The highway, full of guilt of the knowledge of having spent so much blood to create such a seamless surface, was middle-aged. The curves with which it enticed all its passengers were broad and fiery, but soft, not solid, gravitational. It sometimes had mood-swings, leaving cars crumpled and wrecked and glass gleaming on its steaming cement patina. It was inflexible and tyrannical and adult. Somehow though, despite its age, it claimed innocence, as it had not been open and available for travel for more than a month. Inexperienced, like a virginal adolescent, this monstrous block of concrete which had been built to withstand the dreams and goals of an entire globe, wanted to crumble under the pressure. Ineptitude mixed with desperation just like the slop that was churned into cement, initials of young lovers peppering its skin.

The highway was uncertain of where its visitors were going, and because it did not know the goal, it could not help to achieve anything. Whatever adventure any person hoped to be enraptured by on this highway was limited by the stout physicality of that which their hopes rested upon. This middle-aged, voluptuous spinster was mother and vixen simultaneously. No one could get off once they had raced onto its gleaming black spine. No one would want to. The maddening desire of transport mixed with the insanity of blind movement was enough to create horrific accidents in broad daylight.
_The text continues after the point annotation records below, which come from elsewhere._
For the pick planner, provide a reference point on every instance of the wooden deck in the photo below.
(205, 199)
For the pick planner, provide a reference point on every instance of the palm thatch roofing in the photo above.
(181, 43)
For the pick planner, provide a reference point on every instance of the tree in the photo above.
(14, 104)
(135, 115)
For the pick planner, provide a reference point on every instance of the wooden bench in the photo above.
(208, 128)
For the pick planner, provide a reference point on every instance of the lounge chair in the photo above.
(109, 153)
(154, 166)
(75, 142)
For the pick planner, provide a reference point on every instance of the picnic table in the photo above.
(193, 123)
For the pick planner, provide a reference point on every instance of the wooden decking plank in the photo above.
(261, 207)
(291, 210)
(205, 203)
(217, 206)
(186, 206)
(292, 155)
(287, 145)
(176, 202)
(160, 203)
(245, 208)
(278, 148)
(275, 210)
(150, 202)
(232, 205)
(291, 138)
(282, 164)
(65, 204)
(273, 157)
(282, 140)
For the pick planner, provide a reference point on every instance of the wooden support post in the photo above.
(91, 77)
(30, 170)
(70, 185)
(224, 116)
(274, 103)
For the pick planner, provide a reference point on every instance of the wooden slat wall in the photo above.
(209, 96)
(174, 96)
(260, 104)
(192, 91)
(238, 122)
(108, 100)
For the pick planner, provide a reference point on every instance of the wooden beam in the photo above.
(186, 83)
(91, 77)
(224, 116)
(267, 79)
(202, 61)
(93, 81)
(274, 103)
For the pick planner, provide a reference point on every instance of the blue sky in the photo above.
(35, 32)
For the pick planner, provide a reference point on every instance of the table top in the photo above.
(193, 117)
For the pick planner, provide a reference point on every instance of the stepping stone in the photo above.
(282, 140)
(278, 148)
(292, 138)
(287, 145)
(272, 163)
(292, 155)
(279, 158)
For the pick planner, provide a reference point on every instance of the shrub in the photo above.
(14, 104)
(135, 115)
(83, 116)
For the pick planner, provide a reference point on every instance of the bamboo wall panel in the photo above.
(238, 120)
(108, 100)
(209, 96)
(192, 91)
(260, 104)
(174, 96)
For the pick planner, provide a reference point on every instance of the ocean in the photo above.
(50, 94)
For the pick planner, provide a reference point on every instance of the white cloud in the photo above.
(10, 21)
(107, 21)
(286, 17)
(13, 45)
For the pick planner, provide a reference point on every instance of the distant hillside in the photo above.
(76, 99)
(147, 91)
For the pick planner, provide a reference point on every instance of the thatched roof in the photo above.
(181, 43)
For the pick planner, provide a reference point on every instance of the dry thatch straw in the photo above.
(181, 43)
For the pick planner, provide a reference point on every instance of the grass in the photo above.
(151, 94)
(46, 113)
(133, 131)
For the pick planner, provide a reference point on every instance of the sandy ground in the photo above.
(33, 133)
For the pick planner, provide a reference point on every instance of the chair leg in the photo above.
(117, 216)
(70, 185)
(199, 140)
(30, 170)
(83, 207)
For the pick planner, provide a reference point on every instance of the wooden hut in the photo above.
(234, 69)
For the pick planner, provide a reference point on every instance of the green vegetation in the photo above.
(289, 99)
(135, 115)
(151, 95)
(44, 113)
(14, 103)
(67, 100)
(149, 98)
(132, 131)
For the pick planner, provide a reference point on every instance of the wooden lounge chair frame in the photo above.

Needless to say, the nights were much longer, more treacherous, and more intoxicating. Travelling by moonlight under a watchful, velveteen sky, was romantic, sexual, and extremely violent. The velocity at which metal and glass moved seemed to be heightened because of the lack of light. Vehicles, clinging to the flesh of the highway by rubber and gravity and friction alone, would careen against one another only to be disappointed when metal did not hit metal, bone did not brush bone.
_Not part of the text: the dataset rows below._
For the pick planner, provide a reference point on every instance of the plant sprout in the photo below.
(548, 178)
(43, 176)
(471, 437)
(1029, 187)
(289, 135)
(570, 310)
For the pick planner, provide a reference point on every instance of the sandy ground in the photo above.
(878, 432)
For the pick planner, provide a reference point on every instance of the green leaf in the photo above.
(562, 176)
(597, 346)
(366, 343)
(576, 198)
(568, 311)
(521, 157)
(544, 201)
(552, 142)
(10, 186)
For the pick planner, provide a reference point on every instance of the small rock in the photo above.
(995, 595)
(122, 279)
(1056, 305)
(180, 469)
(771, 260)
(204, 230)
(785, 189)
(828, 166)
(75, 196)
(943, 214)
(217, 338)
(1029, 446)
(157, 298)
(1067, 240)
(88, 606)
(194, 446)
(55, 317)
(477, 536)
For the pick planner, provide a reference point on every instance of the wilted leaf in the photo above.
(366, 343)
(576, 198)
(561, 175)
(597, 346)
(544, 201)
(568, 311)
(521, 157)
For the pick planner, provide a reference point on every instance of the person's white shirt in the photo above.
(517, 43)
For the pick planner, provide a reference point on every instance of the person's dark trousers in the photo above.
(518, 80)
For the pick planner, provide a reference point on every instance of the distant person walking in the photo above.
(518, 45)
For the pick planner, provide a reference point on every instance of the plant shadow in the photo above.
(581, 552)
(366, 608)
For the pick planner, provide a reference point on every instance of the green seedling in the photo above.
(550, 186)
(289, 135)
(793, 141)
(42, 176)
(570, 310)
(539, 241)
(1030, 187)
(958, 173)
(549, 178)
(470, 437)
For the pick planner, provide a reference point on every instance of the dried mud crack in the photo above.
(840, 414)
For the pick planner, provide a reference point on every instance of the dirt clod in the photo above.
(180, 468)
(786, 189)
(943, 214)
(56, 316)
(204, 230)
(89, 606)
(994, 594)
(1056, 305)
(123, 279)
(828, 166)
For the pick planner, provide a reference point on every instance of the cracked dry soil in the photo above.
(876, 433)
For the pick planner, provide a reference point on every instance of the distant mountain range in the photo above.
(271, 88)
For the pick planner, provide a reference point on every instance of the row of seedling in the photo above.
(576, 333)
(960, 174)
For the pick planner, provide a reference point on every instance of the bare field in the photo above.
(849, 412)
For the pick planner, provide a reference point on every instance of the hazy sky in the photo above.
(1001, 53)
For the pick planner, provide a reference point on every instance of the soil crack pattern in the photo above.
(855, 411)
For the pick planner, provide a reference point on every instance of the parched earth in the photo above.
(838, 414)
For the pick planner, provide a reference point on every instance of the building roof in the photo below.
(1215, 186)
Many people wished to travel by night only because of the obsession with the way physics seemed to misbehave. The highway was coquettish and oftentimes placed false comfort into the hearts of the passengers, calming their senses with the sounds of whirring air between tires and soft, rhythmic stones rubbing against one another. These souls often did not last until daylight, because they would sometimes succumb to the desire to sleep, leaving them unconscious when they reeled off the road into an abyss of sea or rock. When the Sun would break open the day, the road was often pink with muscle and flesh, smoke could be sensed with the eyes and nose for many kilometers, and seagulls would circle overhead, bereft with sorrow and ready to pounce.